David Shipman |
By Betsy Garrold
Spring is the busy time at Fedco, but David Shipman, who coordinates Fedco’s Organic Growers Supply, was able to sit down for a few minutes to talk about why he has been, as MOFGA’s Deputy Director Heather Spalding says, “an absolutely amazing volunteer over the past two or three years – pitching in at every turn and not shying away from the biggest and most challenging projects and discussions.”
Shipman says his love of all things MOFGA began in 2000 after his son’s death. He felt at loose ends and was looking for a way to “get out of myself.” He worked at Fedco with CR Lawn and John Bunker, both MOFGA board members, and talked to them about getting involved with MOFGA. At the time, the MOFGA board was looking for a treasurer.
“Although I didn’t have any particular training for the roles I play at Fedco or MOFGA,” says Shipman, “I have a fundamental belief that the world makes sense and that I can figure out how it works. If I have a particular talent, it is a very good grounding in logic.” And so he began his two terms (which ended this year) as MOFGA’s treasurer. He now serves on MOFGA’s board of directors as executive committee member-at-large.
Spalding says Shipman would “give some eloquent statements about why he loves and volunteers for MOFGA,” which he did.
“I really, really like to eat and really, really like to prepare good food,” says Shipman, adding that when he and his wife, Susan Kiralis, first lived in Maine in the 1970s, opportunities to find good, fresh, wholesome food were sparse. After returning to the state in 1987, they were happy to discover the marked growth in those opportunities. Shipman attributes a lot of that growth to MOFGA’s nurturing and support of young farmers.
Being able to work at Fedco, says Shipman, was one of the great opportunities of his life. There and at MOFGA, he gets to see the young farmers who are the future of food in Maine. He credits these young agricultural entrepreneurs with building a new economy.

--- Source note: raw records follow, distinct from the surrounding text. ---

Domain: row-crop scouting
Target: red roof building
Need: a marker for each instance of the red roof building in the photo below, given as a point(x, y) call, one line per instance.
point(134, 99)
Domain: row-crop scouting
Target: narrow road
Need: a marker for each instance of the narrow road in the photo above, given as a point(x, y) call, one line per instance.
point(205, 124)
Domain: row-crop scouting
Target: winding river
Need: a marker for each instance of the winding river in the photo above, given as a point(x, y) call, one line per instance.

Maine’s aging population is often noted, but with these two organizations Shipman feels very involved with the next generation of real business-people farmers, heirs of the “back to the land” movement.
Shipman also serves on the “formation board” of Maine Community Health Options (MCHO), one of Maine’s two marketplace providers for medical insurance under the Affordable Care Act (ACA). He got involved with that organization while exploring the option for self-insurance by organizations such as MOFGA and Fedco. He invited two of the original MCHO organizers to talk to him, and after realizing his idea for self-insurance wouldn’t work, they invited him to join their original group of advisors. That group became the formation board. Now that the ACA is up and running, this board will be making way for a new owner-member board.
Shipman and Kiralis (also a division coordinator at Fedco) garden at their home in China, Maine, on land that has been cultivated for about 200 years – one more indication that Shipman has the admirable ability to look forward into a bright future while still valuing the past.